Weser-Kurier: Der "Weser-Kurier" (Bremen) kommentiert in seiner Ausgabe vom 15. Januar 2008 die neuesten Vorschläge von Hessens Ministerpräsident Koch zur Kinder- und Jugendkriminalität:
Geschrieben am 14-01-2008 |
Bremen (ots) - Das Thema wird bleiben von Joerg Helge Wagner Wie oft ist in den letzten Tagen öffentlich der Name Andrea Ypsilanti gefallen? Wer weiß, wie viele Unterschriften sie bereits für den Mindestlohn gesammelt hat? Und wen interessiert das überhaupt noch? Gegenprobe: Wie oft wurde "Roland Koch" gesagt, gesendet, gedruckt? Wer weiß, was der Mann fordert? Wer regt sich darüber auf, wer stimmt zu? Was immer die Umfragen sagen mögen: Der hessische CDU-Ministerpräsident liegt im Wahlkampf vorne, weil er die seit langem hitzigste politische Debatte anführt - seine SPD-Herausforderin kann nur reagieren, bekommt ihr eigenes Thema gar nicht mehr unter die Leute. Doch nun scheint Koch bei seinem vermeintlichen Siegeslauf mit Konditions- und Koordinierungsproblemen zu kämpfen.
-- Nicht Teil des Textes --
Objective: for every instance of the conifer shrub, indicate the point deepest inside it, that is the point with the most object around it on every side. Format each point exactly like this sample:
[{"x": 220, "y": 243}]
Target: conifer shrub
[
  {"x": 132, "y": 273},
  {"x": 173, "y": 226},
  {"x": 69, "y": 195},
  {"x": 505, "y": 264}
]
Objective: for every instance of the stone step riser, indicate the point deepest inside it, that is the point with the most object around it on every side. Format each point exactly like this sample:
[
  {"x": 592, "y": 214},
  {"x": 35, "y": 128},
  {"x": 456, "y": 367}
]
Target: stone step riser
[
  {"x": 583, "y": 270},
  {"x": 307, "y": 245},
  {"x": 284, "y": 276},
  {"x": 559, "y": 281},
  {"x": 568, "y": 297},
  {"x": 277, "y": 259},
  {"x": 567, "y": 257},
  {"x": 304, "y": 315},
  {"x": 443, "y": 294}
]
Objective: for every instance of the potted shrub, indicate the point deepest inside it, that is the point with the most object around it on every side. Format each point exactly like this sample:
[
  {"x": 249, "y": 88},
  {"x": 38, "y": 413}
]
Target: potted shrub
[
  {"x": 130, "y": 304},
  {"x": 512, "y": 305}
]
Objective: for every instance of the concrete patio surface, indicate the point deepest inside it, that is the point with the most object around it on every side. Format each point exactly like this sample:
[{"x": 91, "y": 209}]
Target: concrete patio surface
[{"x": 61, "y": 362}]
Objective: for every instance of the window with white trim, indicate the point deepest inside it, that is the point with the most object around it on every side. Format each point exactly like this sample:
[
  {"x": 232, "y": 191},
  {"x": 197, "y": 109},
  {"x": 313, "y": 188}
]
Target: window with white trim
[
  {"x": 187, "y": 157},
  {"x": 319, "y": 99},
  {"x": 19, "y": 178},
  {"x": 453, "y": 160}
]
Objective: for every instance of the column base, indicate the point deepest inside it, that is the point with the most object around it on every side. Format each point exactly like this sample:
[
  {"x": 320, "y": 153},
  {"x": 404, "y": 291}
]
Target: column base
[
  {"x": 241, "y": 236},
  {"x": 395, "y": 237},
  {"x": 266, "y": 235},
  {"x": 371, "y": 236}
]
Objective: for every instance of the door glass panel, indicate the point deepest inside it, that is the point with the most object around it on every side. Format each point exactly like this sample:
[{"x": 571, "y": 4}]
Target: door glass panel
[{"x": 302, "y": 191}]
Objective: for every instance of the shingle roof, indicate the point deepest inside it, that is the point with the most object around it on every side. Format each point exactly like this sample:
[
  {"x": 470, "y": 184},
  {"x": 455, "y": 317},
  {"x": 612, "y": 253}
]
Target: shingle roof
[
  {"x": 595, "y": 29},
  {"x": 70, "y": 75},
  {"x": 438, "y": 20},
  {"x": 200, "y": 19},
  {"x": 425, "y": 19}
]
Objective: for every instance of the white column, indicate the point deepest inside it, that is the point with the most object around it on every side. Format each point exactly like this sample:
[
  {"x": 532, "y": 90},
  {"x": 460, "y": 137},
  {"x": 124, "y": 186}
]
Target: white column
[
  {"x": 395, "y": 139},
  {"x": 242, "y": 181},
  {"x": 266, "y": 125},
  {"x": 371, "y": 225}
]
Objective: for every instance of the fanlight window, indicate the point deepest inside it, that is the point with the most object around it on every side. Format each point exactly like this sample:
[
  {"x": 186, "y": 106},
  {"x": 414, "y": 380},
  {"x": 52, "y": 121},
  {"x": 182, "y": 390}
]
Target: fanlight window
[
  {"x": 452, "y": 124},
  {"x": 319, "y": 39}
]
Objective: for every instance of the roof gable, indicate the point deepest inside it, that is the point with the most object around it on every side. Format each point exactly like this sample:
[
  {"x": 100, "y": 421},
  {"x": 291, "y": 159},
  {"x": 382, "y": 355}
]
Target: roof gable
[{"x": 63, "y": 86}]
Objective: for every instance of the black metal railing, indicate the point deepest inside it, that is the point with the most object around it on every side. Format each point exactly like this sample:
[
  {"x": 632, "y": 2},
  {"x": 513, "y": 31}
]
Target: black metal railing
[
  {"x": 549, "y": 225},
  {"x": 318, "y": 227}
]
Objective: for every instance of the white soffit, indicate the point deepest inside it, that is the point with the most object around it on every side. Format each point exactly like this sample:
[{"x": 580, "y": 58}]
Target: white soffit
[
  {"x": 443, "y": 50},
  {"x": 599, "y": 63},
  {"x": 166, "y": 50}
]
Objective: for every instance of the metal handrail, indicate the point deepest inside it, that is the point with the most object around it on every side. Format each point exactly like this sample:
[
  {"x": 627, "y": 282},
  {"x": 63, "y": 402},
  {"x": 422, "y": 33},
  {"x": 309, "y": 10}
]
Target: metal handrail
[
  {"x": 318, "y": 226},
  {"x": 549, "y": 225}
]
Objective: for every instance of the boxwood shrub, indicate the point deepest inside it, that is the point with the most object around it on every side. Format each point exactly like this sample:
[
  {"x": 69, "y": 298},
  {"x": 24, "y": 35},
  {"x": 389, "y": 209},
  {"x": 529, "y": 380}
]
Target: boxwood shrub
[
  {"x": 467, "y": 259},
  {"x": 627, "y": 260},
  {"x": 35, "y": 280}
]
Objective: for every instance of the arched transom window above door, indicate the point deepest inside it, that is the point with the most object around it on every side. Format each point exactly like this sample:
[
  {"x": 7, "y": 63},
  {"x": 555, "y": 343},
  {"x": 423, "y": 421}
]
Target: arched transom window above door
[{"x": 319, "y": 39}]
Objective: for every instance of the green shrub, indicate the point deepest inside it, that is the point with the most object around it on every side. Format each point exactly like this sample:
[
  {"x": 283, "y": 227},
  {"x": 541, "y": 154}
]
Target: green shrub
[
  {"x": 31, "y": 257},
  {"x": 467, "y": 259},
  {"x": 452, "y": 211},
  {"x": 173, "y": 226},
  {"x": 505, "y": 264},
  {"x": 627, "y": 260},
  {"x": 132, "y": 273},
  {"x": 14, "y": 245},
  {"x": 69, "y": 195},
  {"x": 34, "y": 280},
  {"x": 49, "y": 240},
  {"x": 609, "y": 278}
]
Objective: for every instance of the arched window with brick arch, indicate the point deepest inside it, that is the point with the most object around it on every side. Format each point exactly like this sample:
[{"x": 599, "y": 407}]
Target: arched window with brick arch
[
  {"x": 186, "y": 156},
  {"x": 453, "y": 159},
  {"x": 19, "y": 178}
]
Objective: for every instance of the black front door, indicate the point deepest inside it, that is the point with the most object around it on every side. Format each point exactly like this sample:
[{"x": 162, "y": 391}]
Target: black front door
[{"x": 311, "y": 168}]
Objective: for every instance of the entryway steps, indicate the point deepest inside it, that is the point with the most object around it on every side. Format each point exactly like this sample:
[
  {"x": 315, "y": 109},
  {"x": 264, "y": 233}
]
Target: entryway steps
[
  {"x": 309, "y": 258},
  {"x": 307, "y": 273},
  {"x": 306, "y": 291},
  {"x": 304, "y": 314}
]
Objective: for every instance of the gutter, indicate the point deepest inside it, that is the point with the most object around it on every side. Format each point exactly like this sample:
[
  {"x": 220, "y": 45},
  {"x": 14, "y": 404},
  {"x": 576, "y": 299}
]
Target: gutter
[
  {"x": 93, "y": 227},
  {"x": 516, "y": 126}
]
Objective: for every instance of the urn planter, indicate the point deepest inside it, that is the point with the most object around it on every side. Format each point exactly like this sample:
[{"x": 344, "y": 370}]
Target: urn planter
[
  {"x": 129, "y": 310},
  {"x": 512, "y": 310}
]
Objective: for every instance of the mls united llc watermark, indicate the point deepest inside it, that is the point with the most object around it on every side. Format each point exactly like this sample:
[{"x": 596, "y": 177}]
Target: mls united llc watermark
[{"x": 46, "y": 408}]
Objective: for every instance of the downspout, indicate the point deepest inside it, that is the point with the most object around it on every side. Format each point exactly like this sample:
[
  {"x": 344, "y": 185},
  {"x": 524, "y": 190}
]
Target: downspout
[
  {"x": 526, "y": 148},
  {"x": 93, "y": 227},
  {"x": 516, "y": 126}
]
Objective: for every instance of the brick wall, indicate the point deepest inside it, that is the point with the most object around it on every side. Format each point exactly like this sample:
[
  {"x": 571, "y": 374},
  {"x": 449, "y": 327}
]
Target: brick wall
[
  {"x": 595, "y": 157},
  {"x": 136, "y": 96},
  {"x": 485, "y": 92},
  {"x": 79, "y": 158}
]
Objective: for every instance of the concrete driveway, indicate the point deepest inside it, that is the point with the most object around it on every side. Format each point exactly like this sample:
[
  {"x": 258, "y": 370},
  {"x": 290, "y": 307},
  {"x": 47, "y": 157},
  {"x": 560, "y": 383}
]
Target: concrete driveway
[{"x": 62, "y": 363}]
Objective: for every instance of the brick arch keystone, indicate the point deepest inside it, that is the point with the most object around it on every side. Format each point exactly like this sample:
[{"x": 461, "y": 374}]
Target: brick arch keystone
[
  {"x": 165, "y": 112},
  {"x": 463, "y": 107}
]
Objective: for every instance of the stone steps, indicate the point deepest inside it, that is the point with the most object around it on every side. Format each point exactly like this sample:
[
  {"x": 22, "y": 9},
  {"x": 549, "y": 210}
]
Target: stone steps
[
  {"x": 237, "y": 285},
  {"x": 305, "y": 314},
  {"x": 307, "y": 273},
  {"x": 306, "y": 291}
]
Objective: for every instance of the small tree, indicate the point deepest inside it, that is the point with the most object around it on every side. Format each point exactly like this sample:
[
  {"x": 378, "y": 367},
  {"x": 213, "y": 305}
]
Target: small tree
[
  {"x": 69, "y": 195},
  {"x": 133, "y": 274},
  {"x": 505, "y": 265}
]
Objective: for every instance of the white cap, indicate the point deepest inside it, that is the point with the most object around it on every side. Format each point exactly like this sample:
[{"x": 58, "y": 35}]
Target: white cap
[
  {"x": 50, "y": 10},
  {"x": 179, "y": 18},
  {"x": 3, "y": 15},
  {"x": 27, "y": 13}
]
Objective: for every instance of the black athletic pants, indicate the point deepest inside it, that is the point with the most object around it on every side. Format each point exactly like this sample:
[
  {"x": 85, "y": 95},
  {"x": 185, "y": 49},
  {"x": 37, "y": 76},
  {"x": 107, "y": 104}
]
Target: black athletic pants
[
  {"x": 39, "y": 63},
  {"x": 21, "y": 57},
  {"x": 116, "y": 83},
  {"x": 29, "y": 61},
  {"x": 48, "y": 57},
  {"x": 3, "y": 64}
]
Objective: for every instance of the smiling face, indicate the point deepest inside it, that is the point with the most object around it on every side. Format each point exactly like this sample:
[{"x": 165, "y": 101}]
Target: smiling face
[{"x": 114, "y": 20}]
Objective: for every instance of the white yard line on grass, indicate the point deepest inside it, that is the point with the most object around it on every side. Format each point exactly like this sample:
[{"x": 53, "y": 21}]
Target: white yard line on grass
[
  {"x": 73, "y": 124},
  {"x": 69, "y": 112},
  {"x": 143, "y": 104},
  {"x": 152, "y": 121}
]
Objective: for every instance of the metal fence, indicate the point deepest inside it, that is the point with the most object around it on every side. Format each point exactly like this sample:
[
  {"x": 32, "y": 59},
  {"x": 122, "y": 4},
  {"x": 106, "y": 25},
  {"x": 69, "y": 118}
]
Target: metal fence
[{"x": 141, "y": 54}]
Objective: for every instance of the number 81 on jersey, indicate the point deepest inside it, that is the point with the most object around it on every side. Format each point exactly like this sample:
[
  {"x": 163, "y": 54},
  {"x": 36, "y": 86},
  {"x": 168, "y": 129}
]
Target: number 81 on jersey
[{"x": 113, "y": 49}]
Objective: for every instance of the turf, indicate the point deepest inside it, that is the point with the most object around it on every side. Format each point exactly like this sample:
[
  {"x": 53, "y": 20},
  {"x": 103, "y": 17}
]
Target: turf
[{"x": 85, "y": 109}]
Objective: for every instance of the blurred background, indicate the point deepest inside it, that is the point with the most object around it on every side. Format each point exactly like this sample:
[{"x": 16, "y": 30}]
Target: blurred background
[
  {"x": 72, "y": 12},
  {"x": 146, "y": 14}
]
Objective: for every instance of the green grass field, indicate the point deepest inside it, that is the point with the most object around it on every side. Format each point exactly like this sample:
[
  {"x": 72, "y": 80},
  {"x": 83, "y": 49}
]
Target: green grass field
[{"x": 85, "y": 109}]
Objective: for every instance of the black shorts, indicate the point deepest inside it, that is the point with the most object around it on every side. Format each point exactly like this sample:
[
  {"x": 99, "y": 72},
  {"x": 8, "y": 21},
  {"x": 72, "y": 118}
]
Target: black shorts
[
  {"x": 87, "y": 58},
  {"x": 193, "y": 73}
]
Zwölf Tage müsste er noch durchhalten mit dem Thema Jugendgewalt, also wohldosiert dafür sorgen, dass es in den Medien bleibt. Im bevorzugten Stimmungsorgan "Bild am Sonntag" hat er jetzt aber zuviel Gas gegeben, gestern folgte quasi der Wadenkrampf: Koch musste seine Äußerung zum Umgang mit kriminellen Kindern erklären, ja halb zurück nehmen - und das auch noch auf Druck aus der eigenen Partei! Schlimmer Fehler, denn er hat seinen Gegnern auch noch eine griffige Vokabel geliefert: "Kinder-Knast"! Puh, das klingt nach Despotie und Dritter Welt, so etwas wollen wir hier ebenso wenig haben wie Kinderarbeit oder Kinderpornos. Wie kommt Koch aus der Nummer wieder heraus? Am ehesten, indem er mal ein paar Tage lang keine Vorschläge macht, sondern dies politischen Freunden wie Gegnern überlässt. Denn die führen die Debatte ja längst in seinem Sinn. Erstens, weil sie kaum noch über etwas anderes reden. Zweitens, weil jeder Vorschlag belegt, dass Koch eben nicht nur aus Wahlkampfgründen Gespenster beschwört - etwa, wenn sich die Türkische Gemeinde in Deutschland und die Grünen plötzlich gemeinsam für gewaltfreie Erziehung in Familien mit Migrationshintergrund einsetzen wollen. Wenn selbst der Präsident der Kinderschutzbundes weitere geschlossene Erziehungsheime fordert und sogar Oskar Lafontaine nach Sicherheitskräften in U- und Straßenbahnen ruft. Zum Schwur kommt es aber erst nach dem 27. Januar. Dann müssen alle, die sich jetzt äußern, durch Taten beweisen, dass ihnen das Thema immer noch wichtig ist. Dann wird hoffentlich auch der in den vergangenen Tagen konstruierte Gegensatz von wirksamer Vorbeugung und konsequenter Strafverfolgung überwunden.